We raise a standard in the lives of other people through Honor, people become better people through Honor. True honor is humility for both the giver and the receiver: it builds character, integrity and relationship. The choice is up to us."
quoted from a synopsis of the message Sheri Silk
I have spent a lot of time lately thinking about intimacy: with friends, my spouse, and my children. I tend to fall into the trap of impatient shouting or ordering about or stomping kind of tantrums when the world doesn't go as I expect it to. I do not like losing control.
I tend to get increasingly disappointed with my reactions and my harshness and TRY harder but it doesn't really progress. Sometimes if I behave like I have an audience all the time I keep more composed but when I am stuffing my frustrations I am not really responding in a mature way anyway.

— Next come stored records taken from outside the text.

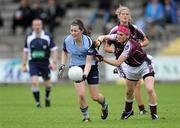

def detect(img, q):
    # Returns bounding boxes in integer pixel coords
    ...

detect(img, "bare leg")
[89,84,108,120]
[144,76,158,120]
[134,80,147,114]
[75,81,90,121]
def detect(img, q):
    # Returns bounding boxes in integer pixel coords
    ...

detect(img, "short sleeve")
[62,41,67,52]
[49,35,58,51]
[23,35,29,52]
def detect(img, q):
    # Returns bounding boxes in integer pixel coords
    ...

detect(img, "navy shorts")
[29,61,50,80]
[76,65,99,85]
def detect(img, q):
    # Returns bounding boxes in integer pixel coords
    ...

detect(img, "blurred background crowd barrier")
[0,0,179,83]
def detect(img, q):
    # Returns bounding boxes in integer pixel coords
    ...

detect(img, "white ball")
[68,66,83,81]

Would you be content with a friend telling you that everything is ok if you could see on their face that their blood is boiling or they're full of shame? Would you walk away feeling resolved that the relationship was all ok?
Not that we can control the responses or reactions of others but we do have a responsibility to come to an understanding, within reasonable limits (notice not an agreement, but an understanding).

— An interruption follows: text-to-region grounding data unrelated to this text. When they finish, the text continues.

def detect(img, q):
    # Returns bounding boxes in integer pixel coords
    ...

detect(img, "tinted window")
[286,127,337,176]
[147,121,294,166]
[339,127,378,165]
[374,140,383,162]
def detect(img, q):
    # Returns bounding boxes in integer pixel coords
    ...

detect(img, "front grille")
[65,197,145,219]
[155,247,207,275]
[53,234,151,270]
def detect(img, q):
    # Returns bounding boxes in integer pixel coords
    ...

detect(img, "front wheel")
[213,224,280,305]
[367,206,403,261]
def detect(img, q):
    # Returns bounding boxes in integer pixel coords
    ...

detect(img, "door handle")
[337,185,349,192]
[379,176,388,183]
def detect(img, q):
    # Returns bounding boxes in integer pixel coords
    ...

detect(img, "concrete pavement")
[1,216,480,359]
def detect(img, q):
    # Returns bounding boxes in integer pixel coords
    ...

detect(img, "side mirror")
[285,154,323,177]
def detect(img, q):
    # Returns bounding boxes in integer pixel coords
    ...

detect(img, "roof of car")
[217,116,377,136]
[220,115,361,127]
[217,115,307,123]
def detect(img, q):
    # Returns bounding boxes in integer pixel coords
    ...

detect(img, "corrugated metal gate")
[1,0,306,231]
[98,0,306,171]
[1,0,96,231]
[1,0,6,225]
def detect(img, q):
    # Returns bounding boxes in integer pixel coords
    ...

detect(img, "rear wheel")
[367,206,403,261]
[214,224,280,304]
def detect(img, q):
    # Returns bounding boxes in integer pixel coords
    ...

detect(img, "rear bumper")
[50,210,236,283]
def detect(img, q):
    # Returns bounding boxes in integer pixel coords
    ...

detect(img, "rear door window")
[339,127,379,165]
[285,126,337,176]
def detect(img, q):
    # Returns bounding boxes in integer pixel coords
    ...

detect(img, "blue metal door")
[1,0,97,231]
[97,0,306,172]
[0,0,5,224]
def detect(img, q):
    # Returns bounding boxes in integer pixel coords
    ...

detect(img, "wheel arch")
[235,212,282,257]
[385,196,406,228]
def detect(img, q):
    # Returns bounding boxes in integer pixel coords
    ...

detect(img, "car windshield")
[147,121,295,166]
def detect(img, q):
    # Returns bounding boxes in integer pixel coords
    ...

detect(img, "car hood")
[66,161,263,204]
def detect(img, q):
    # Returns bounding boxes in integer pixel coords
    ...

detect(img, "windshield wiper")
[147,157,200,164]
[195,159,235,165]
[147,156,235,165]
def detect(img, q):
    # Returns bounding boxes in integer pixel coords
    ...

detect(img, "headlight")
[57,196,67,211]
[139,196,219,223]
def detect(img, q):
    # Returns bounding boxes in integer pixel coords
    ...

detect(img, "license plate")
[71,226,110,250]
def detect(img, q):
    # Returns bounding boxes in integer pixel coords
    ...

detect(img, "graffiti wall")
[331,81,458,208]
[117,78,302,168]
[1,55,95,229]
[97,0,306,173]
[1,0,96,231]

In a similar way, I shouldn't expect my children to be concerned with the character lesson I might want to highlight when I have clearly become upset with their behavior. If their primary emotional issue is that I am obviously frustrated with them or angry, they aren't able to really learn what I am trying to teach. They are learning to placate me. They are telling me what I want to hear until I appear to like them again. There is no understanding at all.
So, while there are things I want to get done around the house and with schooling and in building my children's character, I am taking it as a new challenge to respond to their behavior and not just react. To be responsible in what I can control. And the truth is I cannot control their behavior at all. If I push for control now, what happens when they decide they want to be the ones in control? If I teach them that for one to have power another has to be without it, what kind of system am I establishing in my home? I would rather that we cultivated the place of honor, where we are each free to be who we are and are learning to be responsible for cleaning up our own emotional messes.

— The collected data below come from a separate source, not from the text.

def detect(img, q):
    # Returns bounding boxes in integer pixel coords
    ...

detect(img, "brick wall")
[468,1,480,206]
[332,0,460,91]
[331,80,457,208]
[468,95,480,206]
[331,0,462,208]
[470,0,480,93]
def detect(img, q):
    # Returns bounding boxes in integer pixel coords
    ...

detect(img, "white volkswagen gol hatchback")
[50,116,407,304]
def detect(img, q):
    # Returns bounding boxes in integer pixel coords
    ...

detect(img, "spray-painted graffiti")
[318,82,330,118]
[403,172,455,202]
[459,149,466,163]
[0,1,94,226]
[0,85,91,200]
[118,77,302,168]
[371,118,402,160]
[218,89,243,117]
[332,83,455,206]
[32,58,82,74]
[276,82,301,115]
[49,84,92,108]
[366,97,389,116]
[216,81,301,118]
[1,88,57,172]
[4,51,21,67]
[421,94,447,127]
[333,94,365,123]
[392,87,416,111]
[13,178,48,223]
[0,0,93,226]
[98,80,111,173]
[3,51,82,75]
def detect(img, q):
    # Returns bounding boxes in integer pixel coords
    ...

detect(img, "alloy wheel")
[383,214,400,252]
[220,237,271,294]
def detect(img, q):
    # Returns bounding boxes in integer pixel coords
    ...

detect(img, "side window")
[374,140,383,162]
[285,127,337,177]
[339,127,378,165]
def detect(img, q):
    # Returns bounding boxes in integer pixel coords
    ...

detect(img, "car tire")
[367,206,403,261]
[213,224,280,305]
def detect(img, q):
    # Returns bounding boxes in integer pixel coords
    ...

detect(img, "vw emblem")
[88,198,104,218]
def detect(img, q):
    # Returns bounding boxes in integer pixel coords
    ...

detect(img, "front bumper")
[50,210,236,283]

In order to do this I need to model the asking for forgiveness and clearly communicating my feelings and needs. When I talk about how I feel I need to talk about myself and not blame others or my circumstances for why I am behaving badly. I would like to honor my children by giving them choices in how they handle situations and coming alongside them as they learn how their actions affect others and how to respond to the consequences. My primary role then is facilitating them in their own processes, within certain guidelines as I am convicted, not imposing a system I create and where they have no room to manouver and provide opinions. I want to respond to whatever situations with grace and kindness and maintain integrity even if the other person is making it difficult.
Honestly, I just can't do it alone. Both in a spiritual sense and a communal one I need others. I need to see other people model this when I feel weak. I need others to remind me of my goals when I fall short. I want to see it all in action. Even the idea of communicating beyond the superficial, of being vulnerable with feelings, assertive with honoring myself and others, can feel awkward. The more widespread in my own community it becomes, the deeper the roots will go and the more natural it will seem. I feel scared that there isn't more honor practiced in the world, and I need to feel encouraged as I try to do my part.